Tenure and Faculty Self-Selection Reconsidered

In a recent post, Orin (relying on an argument by H. Lorne Carmichael) cites faculty self-selection as an argument for tenure:

The basic idea is that tenure is a necessary evil because faculties vote on who to let join them: If professors know that their own jobs will be in jeopardy if they hire someone better than themselves, they will make sure that they only hire incompetent new people.

This is indeed a much stronger argument for tenure than the usual academic freedom rationale, which I criticized here. Still, I’m not persuaded.

Even if we need to give faculty some job security to get them to avoid hiring incompetents, lifetime tenure strikes me as overkill. Guaranteed longterm contracts of, say, ten years should greatly reduce the perverse incentives identified by Carmichael without giving people a lifetime sinecure. Furthermore, faculty incentives don’t all cut one way. A faculty that hires mostly incompetents will quickly undercut its prestige, and most academics are very prestige-conscious. Think about how badly many faculty at lower-ranked institutions want to move up to more prestigious ones.
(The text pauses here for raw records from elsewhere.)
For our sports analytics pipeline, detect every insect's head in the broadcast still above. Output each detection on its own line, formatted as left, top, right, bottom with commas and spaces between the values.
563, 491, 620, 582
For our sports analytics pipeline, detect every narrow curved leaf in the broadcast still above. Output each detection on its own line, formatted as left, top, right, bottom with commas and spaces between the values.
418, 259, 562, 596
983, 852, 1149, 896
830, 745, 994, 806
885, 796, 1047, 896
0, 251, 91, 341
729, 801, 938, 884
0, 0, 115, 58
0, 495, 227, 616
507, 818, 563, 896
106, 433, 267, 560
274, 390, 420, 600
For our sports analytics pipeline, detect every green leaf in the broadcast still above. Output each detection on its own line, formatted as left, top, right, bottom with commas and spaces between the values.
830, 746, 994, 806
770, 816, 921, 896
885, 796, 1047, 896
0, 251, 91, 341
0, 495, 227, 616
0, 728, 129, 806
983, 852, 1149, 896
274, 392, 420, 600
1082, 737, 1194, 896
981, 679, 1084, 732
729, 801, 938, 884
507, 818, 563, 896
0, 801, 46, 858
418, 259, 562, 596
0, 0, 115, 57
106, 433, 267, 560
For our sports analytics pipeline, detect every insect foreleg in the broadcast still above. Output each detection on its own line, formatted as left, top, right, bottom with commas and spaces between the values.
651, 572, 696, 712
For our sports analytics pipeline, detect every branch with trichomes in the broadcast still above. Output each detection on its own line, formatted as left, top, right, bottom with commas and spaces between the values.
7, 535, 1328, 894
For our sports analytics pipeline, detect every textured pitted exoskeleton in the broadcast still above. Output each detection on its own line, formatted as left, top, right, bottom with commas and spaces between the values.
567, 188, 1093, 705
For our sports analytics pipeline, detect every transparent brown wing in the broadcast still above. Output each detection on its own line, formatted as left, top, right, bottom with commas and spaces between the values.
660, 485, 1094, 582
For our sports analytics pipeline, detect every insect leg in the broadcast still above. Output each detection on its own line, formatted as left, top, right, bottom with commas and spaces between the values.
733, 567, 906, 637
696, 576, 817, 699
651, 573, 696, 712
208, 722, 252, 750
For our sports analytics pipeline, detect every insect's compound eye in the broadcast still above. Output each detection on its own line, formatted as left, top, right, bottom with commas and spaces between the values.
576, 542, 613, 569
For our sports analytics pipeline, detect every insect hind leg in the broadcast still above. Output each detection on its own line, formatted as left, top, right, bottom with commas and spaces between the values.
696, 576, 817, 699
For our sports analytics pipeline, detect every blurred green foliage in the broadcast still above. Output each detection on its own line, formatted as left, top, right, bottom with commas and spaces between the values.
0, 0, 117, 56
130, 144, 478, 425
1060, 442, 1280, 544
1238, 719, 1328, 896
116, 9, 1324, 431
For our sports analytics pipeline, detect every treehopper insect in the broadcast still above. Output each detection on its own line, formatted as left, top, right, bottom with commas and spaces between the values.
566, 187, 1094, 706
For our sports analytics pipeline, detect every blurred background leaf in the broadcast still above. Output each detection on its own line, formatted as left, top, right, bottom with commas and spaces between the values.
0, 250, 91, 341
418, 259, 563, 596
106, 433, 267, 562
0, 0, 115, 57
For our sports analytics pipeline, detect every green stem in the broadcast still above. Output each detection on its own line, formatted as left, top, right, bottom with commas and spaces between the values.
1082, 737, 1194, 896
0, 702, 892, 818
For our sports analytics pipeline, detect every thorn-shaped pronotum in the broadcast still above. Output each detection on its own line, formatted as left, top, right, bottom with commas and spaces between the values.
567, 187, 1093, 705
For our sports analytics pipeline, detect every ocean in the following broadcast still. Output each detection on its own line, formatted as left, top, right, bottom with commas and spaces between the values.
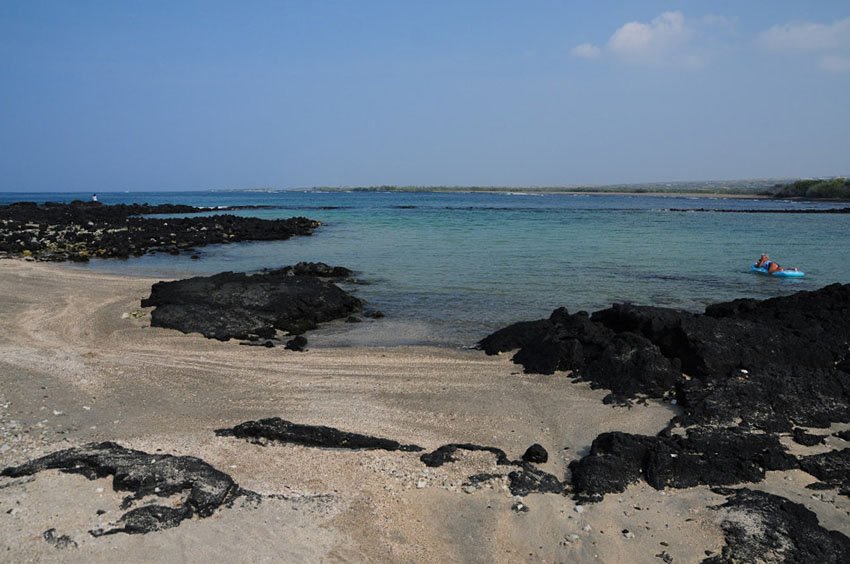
0, 191, 850, 347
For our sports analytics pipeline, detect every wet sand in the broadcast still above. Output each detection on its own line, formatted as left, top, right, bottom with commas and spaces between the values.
0, 260, 850, 562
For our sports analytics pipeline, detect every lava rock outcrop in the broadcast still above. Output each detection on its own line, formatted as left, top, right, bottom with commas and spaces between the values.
215, 417, 423, 452
0, 442, 245, 536
0, 201, 320, 261
570, 427, 798, 501
141, 263, 363, 344
703, 488, 850, 564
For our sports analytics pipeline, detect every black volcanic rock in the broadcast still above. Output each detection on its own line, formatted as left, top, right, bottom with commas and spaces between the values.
479, 284, 850, 432
703, 488, 850, 564
800, 448, 850, 496
283, 335, 307, 352
508, 465, 564, 497
215, 417, 422, 452
142, 263, 362, 340
522, 443, 549, 464
570, 428, 797, 500
419, 443, 514, 468
791, 427, 825, 446
419, 443, 564, 497
0, 201, 320, 261
0, 442, 245, 536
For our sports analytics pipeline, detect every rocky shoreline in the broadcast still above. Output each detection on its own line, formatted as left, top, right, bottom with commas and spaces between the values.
0, 263, 850, 564
479, 284, 850, 563
0, 201, 320, 262
141, 262, 363, 350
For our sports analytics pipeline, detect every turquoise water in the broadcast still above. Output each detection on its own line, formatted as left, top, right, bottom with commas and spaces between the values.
0, 192, 850, 346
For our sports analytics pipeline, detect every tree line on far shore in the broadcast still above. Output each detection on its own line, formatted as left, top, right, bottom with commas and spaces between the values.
771, 177, 850, 200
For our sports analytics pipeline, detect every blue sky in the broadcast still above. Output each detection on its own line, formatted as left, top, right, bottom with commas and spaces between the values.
0, 0, 850, 191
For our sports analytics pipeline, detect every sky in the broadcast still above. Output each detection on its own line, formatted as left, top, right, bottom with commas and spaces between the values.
0, 0, 850, 192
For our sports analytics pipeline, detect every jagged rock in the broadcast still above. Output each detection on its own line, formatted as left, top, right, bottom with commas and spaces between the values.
41, 529, 79, 550
479, 284, 850, 432
569, 428, 797, 501
678, 365, 850, 433
791, 427, 824, 446
215, 417, 423, 452
800, 448, 850, 496
522, 443, 549, 464
0, 442, 245, 536
0, 201, 320, 261
832, 429, 850, 442
284, 335, 307, 351
419, 443, 514, 468
703, 488, 850, 564
142, 263, 362, 340
508, 464, 564, 497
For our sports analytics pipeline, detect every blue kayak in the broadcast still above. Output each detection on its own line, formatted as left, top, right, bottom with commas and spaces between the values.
750, 265, 806, 278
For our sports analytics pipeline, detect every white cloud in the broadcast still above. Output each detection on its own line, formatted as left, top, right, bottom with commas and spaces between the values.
571, 12, 706, 68
756, 18, 850, 53
570, 43, 602, 59
818, 55, 850, 72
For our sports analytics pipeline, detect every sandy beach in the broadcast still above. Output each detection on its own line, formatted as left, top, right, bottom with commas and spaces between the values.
0, 260, 850, 562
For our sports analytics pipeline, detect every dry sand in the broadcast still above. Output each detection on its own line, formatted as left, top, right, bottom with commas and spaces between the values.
0, 260, 850, 562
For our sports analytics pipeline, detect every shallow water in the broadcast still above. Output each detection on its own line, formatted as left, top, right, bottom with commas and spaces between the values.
0, 192, 850, 346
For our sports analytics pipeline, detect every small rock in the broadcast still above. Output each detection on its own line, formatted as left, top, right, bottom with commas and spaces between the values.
522, 443, 549, 464
284, 335, 307, 352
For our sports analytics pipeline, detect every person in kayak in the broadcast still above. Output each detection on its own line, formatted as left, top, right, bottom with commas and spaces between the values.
756, 253, 796, 274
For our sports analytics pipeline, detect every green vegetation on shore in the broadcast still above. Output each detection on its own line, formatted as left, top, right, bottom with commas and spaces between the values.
773, 177, 850, 200
322, 178, 778, 197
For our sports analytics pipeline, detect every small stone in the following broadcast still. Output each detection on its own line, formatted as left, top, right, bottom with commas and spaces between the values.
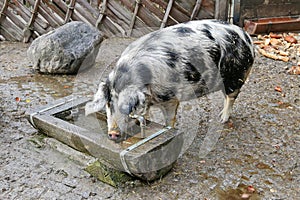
82, 192, 91, 199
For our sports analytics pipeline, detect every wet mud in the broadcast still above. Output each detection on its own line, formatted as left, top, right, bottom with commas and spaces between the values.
0, 38, 300, 200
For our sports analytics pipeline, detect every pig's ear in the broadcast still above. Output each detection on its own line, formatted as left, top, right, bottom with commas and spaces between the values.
85, 82, 110, 116
118, 88, 145, 115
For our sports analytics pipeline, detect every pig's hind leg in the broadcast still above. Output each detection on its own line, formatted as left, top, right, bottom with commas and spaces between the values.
220, 90, 239, 123
160, 99, 179, 128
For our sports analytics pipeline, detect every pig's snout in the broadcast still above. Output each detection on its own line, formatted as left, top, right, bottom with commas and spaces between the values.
108, 130, 121, 141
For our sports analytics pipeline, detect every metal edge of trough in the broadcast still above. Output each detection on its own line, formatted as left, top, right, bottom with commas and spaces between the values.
26, 96, 183, 181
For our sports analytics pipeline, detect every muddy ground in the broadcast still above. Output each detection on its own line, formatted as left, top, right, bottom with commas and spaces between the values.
0, 38, 300, 199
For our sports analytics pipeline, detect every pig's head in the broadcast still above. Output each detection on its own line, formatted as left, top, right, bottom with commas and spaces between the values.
85, 82, 145, 142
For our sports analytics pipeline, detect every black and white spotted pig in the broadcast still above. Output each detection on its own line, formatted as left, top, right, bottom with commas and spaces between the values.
86, 20, 254, 140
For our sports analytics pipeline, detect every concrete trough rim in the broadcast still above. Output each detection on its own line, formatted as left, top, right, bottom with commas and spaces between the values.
26, 96, 183, 181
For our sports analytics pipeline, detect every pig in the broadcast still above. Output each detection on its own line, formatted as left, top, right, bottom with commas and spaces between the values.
85, 20, 255, 141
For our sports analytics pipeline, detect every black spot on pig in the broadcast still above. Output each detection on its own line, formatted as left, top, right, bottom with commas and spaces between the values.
166, 51, 179, 68
175, 27, 195, 36
183, 62, 201, 83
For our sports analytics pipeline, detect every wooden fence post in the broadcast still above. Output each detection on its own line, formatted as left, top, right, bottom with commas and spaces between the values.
190, 0, 202, 20
23, 0, 40, 43
160, 0, 174, 29
128, 0, 141, 36
64, 0, 76, 24
95, 0, 107, 29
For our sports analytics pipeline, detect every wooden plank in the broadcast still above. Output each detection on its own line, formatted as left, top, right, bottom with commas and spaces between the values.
77, 0, 99, 18
75, 0, 97, 26
0, 0, 9, 23
23, 0, 40, 42
0, 23, 18, 42
64, 0, 76, 23
160, 0, 174, 28
41, 0, 65, 25
108, 0, 153, 37
1, 19, 23, 42
10, 0, 49, 34
122, 0, 160, 27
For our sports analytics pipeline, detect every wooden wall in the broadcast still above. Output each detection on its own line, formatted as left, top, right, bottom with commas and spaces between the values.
0, 0, 228, 42
240, 0, 300, 25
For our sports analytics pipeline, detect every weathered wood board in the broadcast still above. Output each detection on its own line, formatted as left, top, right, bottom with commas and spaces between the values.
27, 96, 183, 181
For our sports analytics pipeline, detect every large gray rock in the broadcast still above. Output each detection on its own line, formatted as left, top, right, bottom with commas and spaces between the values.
27, 21, 103, 74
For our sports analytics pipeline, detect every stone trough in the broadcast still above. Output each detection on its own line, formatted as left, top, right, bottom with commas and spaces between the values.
27, 96, 183, 185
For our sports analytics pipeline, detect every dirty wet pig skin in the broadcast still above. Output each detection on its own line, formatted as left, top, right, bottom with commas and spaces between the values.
86, 20, 254, 141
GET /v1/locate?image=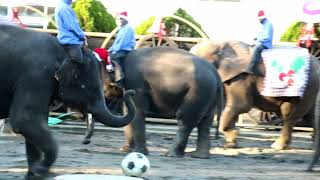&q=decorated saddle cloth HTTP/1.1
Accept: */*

[261,46,310,97]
In addition, I’m not convinced that the system of faculty self-selection is actually the best available option. In most industries, hiring labor is a management responsibility, in part for the kinds of reasons Carmichael identifies: we don’t want workers voting to hire incompetents who will make the incumbents look good by comparison. In academia, new faculty are hired by incumbents because the latter generally have more expertise on the relevant subject than administrators do. However, incumbent faculty are not the only possible source of relevant expertise. Administrators could also draw on the knowledge of relevant experts at other institutions, including faculty at other schools, scholars in government and industry, and so on. We already do this to some extent. For example, tenure committees routinely solicit reports about the candidate from outside reviewers.

Some combination of long-term contracts and increased reliance on outside expertise should enable universities to eliminate tenure without incentivizing academics to hire incompetents. The system wouldn’t be perfect. But it would likely be a lot less flawed than the perverse incentives of tenure itself.